Сен-Дени подбросил несколько веток в огонь, пламя вспыхнуло, приблизилось, потом снова успокоилось. Иезуит вглядывался в темноту.
– Но в конце концов, – продолжал Сен-Дени, – может, потому, что я так долго жил один, мне кажется, что главную роль тут сыграло одиночество. По-моему, этот парень, этот Морель, так нуждался в людях, ощущал возле себя такой провал, такую пустоту, что ему понадобились все стада Африки, чтобы ее заполнить, но, пожалуй, их тоже не хватило бы.
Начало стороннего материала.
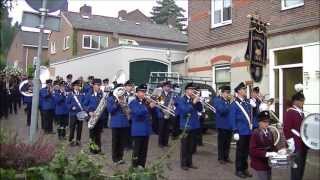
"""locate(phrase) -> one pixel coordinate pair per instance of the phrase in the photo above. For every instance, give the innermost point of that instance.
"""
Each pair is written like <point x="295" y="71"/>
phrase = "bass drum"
<point x="310" y="131"/>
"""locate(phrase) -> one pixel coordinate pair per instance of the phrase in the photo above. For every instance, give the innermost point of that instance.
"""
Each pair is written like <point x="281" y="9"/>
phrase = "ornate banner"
<point x="257" y="48"/>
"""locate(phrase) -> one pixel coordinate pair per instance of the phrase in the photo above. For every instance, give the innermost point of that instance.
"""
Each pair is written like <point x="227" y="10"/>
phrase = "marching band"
<point x="129" y="112"/>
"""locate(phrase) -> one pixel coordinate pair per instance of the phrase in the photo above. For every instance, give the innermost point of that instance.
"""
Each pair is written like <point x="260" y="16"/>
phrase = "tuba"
<point x="120" y="77"/>
<point x="44" y="75"/>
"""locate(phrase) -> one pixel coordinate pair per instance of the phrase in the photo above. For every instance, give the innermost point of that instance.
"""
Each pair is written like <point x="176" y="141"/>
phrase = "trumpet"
<point x="204" y="101"/>
<point x="119" y="93"/>
<point x="157" y="102"/>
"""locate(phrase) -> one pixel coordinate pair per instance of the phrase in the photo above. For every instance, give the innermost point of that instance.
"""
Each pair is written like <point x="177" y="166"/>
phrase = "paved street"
<point x="205" y="159"/>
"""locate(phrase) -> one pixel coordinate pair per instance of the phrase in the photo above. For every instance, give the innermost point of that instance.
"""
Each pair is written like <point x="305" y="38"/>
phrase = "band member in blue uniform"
<point x="175" y="126"/>
<point x="223" y="123"/>
<point x="242" y="127"/>
<point x="129" y="96"/>
<point x="141" y="126"/>
<point x="188" y="107"/>
<point x="47" y="107"/>
<point x="27" y="100"/>
<point x="262" y="147"/>
<point x="255" y="104"/>
<point x="75" y="104"/>
<point x="87" y="87"/>
<point x="118" y="109"/>
<point x="165" y="119"/>
<point x="68" y="84"/>
<point x="291" y="127"/>
<point x="61" y="110"/>
<point x="91" y="103"/>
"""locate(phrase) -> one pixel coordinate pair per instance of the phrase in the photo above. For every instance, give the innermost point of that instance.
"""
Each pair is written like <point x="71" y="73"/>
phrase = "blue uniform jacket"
<point x="118" y="118"/>
<point x="60" y="103"/>
<point x="188" y="110"/>
<point x="26" y="99"/>
<point x="239" y="121"/>
<point x="222" y="113"/>
<point x="46" y="100"/>
<point x="87" y="89"/>
<point x="140" y="118"/>
<point x="72" y="105"/>
<point x="255" y="113"/>
<point x="91" y="103"/>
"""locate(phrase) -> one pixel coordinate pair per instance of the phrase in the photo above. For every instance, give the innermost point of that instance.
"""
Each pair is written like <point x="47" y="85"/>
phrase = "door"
<point x="140" y="70"/>
<point x="291" y="76"/>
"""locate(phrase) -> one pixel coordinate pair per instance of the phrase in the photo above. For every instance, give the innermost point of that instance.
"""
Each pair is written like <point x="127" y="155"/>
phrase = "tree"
<point x="167" y="12"/>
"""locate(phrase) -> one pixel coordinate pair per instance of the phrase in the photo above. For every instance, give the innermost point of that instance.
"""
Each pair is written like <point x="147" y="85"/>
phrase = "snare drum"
<point x="281" y="161"/>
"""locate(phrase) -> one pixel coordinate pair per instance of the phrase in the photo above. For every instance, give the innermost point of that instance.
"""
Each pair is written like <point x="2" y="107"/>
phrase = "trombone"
<point x="204" y="101"/>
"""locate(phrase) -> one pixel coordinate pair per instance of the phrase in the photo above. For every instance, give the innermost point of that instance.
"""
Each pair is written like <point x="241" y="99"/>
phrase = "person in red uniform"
<point x="291" y="127"/>
<point x="262" y="147"/>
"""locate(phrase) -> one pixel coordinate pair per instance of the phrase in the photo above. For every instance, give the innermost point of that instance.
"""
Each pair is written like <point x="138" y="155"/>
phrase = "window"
<point x="222" y="75"/>
<point x="127" y="42"/>
<point x="66" y="42"/>
<point x="53" y="47"/>
<point x="94" y="42"/>
<point x="220" y="12"/>
<point x="288" y="4"/>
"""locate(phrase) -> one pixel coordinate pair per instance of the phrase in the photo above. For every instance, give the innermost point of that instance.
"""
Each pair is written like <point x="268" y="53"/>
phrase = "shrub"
<point x="20" y="155"/>
<point x="80" y="167"/>
<point x="8" y="174"/>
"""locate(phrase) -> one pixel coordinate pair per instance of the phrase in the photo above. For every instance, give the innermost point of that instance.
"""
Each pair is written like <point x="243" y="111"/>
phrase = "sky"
<point x="99" y="7"/>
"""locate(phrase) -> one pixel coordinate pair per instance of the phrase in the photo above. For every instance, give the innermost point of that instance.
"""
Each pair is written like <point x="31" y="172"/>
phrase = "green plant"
<point x="62" y="167"/>
<point x="8" y="174"/>
<point x="4" y="137"/>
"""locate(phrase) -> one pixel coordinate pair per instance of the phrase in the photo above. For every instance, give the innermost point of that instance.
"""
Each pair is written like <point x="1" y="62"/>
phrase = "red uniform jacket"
<point x="293" y="120"/>
<point x="260" y="144"/>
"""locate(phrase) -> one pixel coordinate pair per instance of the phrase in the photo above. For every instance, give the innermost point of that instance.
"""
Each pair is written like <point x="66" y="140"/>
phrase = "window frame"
<point x="224" y="66"/>
<point x="53" y="47"/>
<point x="283" y="7"/>
<point x="222" y="23"/>
<point x="91" y="38"/>
<point x="65" y="43"/>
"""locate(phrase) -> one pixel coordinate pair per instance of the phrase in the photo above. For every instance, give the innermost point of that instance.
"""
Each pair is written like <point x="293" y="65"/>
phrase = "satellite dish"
<point x="52" y="5"/>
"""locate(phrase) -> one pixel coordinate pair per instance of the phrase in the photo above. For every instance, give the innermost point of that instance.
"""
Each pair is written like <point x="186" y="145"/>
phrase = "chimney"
<point x="122" y="14"/>
<point x="85" y="11"/>
<point x="172" y="21"/>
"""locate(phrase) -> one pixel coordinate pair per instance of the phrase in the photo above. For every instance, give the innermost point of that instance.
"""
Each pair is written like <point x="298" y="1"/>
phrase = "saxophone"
<point x="98" y="112"/>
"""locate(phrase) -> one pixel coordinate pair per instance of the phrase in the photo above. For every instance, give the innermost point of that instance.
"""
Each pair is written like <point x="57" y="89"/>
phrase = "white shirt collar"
<point x="298" y="109"/>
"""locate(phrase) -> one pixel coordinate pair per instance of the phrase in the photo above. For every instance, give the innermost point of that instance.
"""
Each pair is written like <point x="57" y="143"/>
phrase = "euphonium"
<point x="98" y="112"/>
<point x="204" y="101"/>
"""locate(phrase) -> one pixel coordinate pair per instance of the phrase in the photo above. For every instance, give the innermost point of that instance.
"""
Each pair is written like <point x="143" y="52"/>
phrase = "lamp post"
<point x="168" y="55"/>
<point x="36" y="80"/>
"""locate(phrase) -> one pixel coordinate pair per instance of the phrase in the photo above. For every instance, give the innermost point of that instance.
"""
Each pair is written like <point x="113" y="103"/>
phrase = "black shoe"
<point x="193" y="167"/>
<point x="247" y="173"/>
<point x="240" y="174"/>
<point x="228" y="161"/>
<point x="72" y="143"/>
<point x="222" y="162"/>
<point x="185" y="168"/>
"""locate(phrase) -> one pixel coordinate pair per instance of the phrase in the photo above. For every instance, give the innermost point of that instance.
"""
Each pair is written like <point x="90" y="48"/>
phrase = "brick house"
<point x="23" y="49"/>
<point x="83" y="33"/>
<point x="217" y="41"/>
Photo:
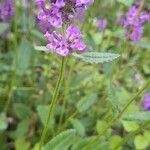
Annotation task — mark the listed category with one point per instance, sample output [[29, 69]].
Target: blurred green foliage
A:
[[91, 95]]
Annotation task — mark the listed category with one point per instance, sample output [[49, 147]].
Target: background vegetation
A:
[[100, 105]]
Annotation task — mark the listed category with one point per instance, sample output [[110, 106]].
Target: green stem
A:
[[112, 121], [14, 66], [67, 82], [53, 102]]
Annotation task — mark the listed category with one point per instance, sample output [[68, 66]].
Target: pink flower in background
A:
[[133, 22], [6, 10], [146, 101], [102, 24], [60, 12]]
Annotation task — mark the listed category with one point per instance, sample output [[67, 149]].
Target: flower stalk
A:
[[53, 102]]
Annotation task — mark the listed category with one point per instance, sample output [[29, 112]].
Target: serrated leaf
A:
[[21, 144], [22, 129], [86, 102], [114, 141], [22, 111], [96, 57], [78, 126], [138, 116], [62, 141], [3, 122], [95, 144], [130, 126], [140, 142], [3, 27]]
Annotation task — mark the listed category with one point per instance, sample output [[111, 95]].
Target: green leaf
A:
[[22, 129], [62, 141], [96, 57], [113, 99], [3, 27], [130, 126], [43, 114], [114, 141], [24, 56], [86, 102], [78, 126], [147, 135], [3, 122], [138, 116], [22, 111], [140, 142], [21, 144], [95, 144], [126, 2], [101, 126], [143, 44]]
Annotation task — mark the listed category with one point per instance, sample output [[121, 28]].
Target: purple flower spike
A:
[[102, 24], [65, 45], [146, 102], [6, 10], [133, 22], [60, 12]]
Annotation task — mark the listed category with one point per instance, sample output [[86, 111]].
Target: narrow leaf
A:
[[62, 141], [138, 116]]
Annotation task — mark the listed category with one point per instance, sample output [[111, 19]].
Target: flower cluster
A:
[[102, 24], [146, 101], [64, 45], [6, 10], [133, 22], [57, 13]]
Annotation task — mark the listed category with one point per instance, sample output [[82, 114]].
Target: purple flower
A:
[[146, 101], [133, 22], [61, 11], [102, 24], [65, 45], [6, 10]]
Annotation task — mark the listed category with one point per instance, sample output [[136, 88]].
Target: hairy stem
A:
[[53, 103]]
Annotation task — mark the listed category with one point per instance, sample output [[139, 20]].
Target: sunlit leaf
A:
[[62, 141]]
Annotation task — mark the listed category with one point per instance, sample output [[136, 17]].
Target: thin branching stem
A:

Вы сами видите, отец, что он очень далеко зашел, но и вы, я уверен, считаете: это произошло только потому, что дорога им была выбрана неправильно.
Он на секунду замолчал, чтобы вновь почувствовать тишину ночи, вглядеться в стада холмов, толпившихся внизу в лунном свете.
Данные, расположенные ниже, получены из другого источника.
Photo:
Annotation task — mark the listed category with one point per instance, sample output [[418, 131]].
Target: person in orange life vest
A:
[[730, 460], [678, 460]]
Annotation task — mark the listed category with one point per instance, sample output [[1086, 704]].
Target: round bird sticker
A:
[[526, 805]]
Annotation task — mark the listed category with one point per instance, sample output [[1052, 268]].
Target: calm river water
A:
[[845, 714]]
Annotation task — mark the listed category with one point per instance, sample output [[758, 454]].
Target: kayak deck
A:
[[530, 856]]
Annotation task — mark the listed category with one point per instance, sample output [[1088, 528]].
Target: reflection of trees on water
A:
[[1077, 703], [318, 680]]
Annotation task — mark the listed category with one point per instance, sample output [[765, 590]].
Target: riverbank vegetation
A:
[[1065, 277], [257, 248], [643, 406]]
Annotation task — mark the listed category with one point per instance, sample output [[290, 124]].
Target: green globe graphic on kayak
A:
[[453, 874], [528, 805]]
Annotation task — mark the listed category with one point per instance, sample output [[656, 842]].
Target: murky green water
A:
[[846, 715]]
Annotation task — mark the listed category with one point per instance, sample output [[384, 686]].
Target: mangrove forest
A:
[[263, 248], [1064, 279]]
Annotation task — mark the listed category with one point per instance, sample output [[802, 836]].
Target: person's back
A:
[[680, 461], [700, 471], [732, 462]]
– Люди, вероятно, поймали мой взгляд, потому что все головы обернулись к Минне, раздались смешки, и чей-то голос с иронией произнес: «А вы знаете, что Минна подписала?» Мне рассказали о петиции и о том, что она поставила под ней свою подпись. «Ну так давайте же выпьем», – предложил я ей. Она отказалась: некогда, ей надо следить за официантами, за проигрывателем. Она повернулась ко мне спиной и ушла. И у меня, уж не знаю почему, появилось дурацкое чувство, что я теряю ее навсегда.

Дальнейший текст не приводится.